Churches exempted from conceal-and-carry law
09/13/2005
Matt McKinney,
Star Tribune
September 13, 2005
A church may ban guns from its entire property despite the law passed earlier this year that allows Minnesotans to carry a weapon in public, a Hennepin County District Court judge has ruled.
The state law, which allows most law-abiding adults who have had gun training to carry a weapon, required churches to post a government-authored sign at their doors in order to ban weapons from their sanctuaries. The law also made it difficult for churches to ban guns from their parking lots and rental spaces.
Churches in Edina and St. Paul challenged the law.
“The 2005 Act impermissibly intrudes into the free exercise of religion by arbitrary definitions, which dictate restrictions on the use of church property for worship, childcare, parking and rental space,” wrote Judge LaJune Thomas Lange.
The temporary injunction she granted Friday allows churches to post a sign of their own authoring while completely banning weapons from their property, including spaces used for Sunday school or as homeless shelters.
The ruling comes just months after the Legislature approved a rewritten form of the weapons law, the first draft of which passed into law in 2003 only to fall apart on a technicality.

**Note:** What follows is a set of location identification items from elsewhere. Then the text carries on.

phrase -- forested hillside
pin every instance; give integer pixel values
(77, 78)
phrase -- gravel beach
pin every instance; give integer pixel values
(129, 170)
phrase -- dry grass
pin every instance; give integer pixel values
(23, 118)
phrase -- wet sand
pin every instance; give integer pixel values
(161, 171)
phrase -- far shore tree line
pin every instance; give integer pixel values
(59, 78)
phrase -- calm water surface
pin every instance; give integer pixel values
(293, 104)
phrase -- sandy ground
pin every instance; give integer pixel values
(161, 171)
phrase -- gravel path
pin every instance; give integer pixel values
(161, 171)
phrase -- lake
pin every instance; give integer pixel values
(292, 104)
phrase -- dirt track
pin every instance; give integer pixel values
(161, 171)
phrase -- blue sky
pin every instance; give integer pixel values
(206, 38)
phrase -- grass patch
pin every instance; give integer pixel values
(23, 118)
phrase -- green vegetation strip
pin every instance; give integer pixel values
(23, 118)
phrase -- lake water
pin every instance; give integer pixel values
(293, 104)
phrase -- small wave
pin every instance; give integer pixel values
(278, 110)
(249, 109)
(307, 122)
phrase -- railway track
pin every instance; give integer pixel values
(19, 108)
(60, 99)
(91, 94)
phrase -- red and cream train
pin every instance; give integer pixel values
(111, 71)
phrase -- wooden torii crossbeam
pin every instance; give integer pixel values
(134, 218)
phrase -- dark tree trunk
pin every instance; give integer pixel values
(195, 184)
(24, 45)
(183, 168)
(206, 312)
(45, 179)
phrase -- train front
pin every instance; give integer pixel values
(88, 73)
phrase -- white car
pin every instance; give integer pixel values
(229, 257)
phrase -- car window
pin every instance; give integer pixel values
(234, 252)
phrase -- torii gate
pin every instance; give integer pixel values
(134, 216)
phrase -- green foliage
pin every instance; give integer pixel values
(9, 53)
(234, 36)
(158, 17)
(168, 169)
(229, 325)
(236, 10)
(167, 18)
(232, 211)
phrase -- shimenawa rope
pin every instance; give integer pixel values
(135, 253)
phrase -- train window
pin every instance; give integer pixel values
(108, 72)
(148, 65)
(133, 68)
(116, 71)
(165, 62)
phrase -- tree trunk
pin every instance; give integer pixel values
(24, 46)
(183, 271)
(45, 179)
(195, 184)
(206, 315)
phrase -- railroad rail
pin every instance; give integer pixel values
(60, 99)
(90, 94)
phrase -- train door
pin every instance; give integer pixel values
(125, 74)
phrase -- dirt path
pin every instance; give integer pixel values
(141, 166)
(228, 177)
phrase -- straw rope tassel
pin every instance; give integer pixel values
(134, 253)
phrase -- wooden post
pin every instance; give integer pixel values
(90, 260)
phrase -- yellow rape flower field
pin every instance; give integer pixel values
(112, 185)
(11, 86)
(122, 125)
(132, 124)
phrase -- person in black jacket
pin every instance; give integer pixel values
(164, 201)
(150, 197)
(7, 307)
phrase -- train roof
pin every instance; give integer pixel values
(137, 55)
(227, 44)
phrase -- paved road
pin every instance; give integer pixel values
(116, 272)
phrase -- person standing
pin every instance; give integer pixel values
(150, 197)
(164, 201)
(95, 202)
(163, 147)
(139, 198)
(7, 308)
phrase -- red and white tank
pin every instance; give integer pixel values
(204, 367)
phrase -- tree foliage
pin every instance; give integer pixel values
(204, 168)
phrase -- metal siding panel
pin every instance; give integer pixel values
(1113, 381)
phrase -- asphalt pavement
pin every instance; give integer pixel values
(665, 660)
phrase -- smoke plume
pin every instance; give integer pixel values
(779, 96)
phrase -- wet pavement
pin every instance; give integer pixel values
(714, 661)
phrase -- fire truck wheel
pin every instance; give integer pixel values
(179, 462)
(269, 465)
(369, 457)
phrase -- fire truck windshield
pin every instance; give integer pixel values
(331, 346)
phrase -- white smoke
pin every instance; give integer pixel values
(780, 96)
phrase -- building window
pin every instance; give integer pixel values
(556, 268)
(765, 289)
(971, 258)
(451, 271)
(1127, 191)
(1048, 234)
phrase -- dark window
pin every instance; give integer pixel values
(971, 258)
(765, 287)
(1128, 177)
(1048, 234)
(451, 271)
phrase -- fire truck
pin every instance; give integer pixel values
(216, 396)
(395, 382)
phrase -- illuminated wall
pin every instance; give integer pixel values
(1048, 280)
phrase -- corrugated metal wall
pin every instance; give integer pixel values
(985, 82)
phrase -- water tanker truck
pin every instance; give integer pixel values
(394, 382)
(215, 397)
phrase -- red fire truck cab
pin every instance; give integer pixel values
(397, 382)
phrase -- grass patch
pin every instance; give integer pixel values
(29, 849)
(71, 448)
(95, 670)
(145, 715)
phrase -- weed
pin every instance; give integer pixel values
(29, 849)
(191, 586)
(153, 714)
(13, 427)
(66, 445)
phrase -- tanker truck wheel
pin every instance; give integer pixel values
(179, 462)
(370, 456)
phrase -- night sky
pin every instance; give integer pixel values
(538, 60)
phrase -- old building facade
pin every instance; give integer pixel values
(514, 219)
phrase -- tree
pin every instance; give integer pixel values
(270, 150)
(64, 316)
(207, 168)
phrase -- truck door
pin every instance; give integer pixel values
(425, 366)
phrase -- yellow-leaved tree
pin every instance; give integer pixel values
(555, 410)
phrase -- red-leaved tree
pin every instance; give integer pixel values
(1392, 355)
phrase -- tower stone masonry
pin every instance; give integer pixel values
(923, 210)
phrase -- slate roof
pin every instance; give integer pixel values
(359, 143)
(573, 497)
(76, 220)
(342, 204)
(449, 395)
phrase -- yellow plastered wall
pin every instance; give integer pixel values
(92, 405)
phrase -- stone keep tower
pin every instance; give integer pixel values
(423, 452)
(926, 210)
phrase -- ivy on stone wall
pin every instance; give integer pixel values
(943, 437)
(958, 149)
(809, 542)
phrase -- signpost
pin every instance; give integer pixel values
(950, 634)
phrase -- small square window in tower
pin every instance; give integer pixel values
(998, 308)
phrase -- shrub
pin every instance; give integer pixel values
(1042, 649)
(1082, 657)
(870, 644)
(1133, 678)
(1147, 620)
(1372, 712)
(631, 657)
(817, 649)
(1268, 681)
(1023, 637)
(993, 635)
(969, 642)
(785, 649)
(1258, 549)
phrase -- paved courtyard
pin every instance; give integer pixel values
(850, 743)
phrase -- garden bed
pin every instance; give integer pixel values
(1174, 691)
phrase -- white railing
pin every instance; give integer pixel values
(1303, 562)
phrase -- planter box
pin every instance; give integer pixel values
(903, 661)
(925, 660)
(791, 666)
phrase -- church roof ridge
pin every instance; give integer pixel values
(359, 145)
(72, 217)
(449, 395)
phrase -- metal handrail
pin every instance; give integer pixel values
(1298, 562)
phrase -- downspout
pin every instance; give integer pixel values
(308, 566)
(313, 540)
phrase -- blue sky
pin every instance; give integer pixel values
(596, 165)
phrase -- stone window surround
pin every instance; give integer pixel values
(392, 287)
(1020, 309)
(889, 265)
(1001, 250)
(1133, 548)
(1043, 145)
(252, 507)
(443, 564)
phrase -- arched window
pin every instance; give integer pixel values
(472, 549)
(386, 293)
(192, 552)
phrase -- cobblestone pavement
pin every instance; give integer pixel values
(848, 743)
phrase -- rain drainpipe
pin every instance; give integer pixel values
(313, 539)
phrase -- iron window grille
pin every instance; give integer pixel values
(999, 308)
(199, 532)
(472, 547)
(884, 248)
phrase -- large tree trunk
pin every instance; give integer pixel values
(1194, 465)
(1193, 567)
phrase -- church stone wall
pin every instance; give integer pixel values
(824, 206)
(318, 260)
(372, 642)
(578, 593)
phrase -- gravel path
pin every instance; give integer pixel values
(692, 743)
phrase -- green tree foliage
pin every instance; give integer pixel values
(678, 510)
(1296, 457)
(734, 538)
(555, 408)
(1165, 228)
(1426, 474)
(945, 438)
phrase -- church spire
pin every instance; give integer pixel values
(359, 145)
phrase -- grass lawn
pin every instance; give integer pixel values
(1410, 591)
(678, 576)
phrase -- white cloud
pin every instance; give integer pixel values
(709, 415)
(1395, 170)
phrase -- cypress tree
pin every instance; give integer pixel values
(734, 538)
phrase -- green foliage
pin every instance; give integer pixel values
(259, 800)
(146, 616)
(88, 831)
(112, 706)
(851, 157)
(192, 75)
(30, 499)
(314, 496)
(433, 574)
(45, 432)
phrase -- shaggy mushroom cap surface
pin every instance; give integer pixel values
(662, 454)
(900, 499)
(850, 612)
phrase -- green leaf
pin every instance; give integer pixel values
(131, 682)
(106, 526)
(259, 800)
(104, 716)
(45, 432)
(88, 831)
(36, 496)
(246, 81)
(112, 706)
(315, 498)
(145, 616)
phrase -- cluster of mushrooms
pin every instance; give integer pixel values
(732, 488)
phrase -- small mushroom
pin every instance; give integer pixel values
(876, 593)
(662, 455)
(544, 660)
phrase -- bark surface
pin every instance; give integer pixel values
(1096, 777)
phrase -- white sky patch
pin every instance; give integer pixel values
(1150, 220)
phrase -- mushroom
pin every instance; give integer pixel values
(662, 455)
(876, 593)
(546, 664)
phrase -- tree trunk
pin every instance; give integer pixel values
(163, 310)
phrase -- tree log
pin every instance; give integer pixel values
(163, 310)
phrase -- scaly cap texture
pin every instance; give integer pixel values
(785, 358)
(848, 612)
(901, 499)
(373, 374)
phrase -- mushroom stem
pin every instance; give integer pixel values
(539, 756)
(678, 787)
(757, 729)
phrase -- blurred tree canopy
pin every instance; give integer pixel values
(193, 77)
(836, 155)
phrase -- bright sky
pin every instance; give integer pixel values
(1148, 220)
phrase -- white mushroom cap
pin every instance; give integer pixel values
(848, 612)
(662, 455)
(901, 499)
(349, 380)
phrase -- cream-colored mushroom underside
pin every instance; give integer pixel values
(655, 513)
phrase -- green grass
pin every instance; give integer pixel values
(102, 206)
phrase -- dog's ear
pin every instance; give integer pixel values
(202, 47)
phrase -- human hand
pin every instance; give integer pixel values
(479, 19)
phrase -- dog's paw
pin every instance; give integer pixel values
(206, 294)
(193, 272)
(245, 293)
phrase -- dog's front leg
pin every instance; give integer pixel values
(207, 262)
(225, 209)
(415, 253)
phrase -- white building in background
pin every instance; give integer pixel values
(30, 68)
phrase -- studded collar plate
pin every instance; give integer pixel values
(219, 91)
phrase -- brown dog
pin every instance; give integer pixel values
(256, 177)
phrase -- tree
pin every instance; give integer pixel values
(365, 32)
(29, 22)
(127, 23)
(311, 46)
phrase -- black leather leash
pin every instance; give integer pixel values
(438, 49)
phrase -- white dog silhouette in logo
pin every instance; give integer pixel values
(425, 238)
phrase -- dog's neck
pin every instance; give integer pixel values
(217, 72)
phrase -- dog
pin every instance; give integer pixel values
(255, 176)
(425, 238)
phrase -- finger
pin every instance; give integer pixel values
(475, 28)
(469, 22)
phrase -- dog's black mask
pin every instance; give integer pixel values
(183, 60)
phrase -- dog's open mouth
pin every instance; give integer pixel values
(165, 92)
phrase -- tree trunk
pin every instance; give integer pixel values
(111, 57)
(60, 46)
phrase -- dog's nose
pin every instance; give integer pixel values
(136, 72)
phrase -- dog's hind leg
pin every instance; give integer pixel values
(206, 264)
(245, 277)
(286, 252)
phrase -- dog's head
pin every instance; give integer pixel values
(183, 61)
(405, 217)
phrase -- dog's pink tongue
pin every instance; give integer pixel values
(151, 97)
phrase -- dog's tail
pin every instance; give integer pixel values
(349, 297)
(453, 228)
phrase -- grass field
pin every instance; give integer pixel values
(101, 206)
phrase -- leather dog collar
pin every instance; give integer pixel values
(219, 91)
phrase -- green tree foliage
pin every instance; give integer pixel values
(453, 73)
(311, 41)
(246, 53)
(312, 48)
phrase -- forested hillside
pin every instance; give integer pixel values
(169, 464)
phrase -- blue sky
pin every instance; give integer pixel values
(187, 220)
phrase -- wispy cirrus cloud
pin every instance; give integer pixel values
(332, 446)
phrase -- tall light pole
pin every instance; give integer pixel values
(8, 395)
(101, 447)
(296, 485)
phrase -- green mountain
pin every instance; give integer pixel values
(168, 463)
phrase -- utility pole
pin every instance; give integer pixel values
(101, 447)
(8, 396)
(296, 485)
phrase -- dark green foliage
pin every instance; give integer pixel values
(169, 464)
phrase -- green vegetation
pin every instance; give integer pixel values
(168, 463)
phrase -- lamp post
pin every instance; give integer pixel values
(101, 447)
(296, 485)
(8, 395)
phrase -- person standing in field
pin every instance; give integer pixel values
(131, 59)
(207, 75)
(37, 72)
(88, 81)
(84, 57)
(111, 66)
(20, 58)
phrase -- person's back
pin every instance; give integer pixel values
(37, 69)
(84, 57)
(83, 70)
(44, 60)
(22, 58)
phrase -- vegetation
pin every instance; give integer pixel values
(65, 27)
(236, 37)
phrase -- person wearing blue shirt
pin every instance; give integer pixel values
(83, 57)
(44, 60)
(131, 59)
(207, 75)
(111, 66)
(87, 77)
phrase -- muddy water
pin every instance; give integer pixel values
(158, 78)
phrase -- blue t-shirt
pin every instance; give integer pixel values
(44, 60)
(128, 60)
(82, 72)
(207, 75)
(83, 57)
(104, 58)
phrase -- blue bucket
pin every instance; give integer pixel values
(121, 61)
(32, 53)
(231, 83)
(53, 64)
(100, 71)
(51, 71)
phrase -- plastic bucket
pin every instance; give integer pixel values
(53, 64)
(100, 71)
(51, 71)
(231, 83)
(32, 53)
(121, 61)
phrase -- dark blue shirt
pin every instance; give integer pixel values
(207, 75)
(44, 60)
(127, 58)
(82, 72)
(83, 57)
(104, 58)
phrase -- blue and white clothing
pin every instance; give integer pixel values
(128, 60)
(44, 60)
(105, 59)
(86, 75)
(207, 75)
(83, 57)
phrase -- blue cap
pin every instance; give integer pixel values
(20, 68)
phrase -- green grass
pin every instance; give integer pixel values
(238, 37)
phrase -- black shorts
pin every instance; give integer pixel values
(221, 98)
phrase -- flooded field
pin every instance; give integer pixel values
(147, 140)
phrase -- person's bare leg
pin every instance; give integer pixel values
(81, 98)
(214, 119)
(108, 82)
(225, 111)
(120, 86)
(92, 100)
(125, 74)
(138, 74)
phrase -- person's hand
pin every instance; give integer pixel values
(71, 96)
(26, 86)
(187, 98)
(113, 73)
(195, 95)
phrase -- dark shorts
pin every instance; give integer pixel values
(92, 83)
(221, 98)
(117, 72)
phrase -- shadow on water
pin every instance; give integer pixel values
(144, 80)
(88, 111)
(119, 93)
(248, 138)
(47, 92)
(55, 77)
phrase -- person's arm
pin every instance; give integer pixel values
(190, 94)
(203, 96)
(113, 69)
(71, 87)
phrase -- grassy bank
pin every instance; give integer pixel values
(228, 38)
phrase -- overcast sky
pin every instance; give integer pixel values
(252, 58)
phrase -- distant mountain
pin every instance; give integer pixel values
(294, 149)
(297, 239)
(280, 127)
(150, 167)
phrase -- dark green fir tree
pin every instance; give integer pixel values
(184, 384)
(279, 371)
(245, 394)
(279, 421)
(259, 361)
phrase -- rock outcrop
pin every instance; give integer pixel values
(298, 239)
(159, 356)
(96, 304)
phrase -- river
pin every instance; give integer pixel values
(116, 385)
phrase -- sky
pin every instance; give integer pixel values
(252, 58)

The law allows Minnesotans 21 years and older with no history of mental illness, a clean record and weapons training to get a gun permit. The law replaced an earlier system in which local authorities, usually the sheriff, determined who could carry a weapon.
The earlier version of the law required churches and businesses to notify people individually and post a sign if they wanted to ban weapons from their property.
Church leaders at the Edina Community Lutheran Church and the Unity Church-Unitarian in St. Paul filed a lawsuit against the 2003 law, saying it interfered with their religious practices and the way in which they communicated with their worshipers. The churches were granted a religious exemption to the 2003 law, but had to file again after the Legislature passed the revised version of the law this year.
Lange wrote that the revised law still has flaws, including the way it asked church officials to perform the nearly impossible task of determining a person’s state of mind before they could lawfully bar that person from carrying a weapon onto church property.
Under the law, Lange wrote, the state allows a church official to, for example, ban a person from carrying a gun if the person is praying in a car in the church parking lot, but not if the person is merely reading a newspaper.
“The State requirement that the activity in the parking lot triggers the gun ban is an unconstitutional effort to direct the mode and manner of worship,” Lange wrote.
David Lillehaug, of the firm Fredrikson & Byron of Minneapolis, who represented the Edina Community Lutheran Church, said the judge’s decision was expected.
“This last spring the Legislature was explicitly warned that if they reenacted the law this way, it would be found unconstitutional,” he said. “This decision should be no surprise to anyone.”
Sen. Pat Pariseau, R-Farmington, the Senate sponsor of the right-to-carry law, was unavailable for comment Monday.
Failing to follow the notification law is a misdemeanor offense.
No trial date has been set for the suit brought by the churches.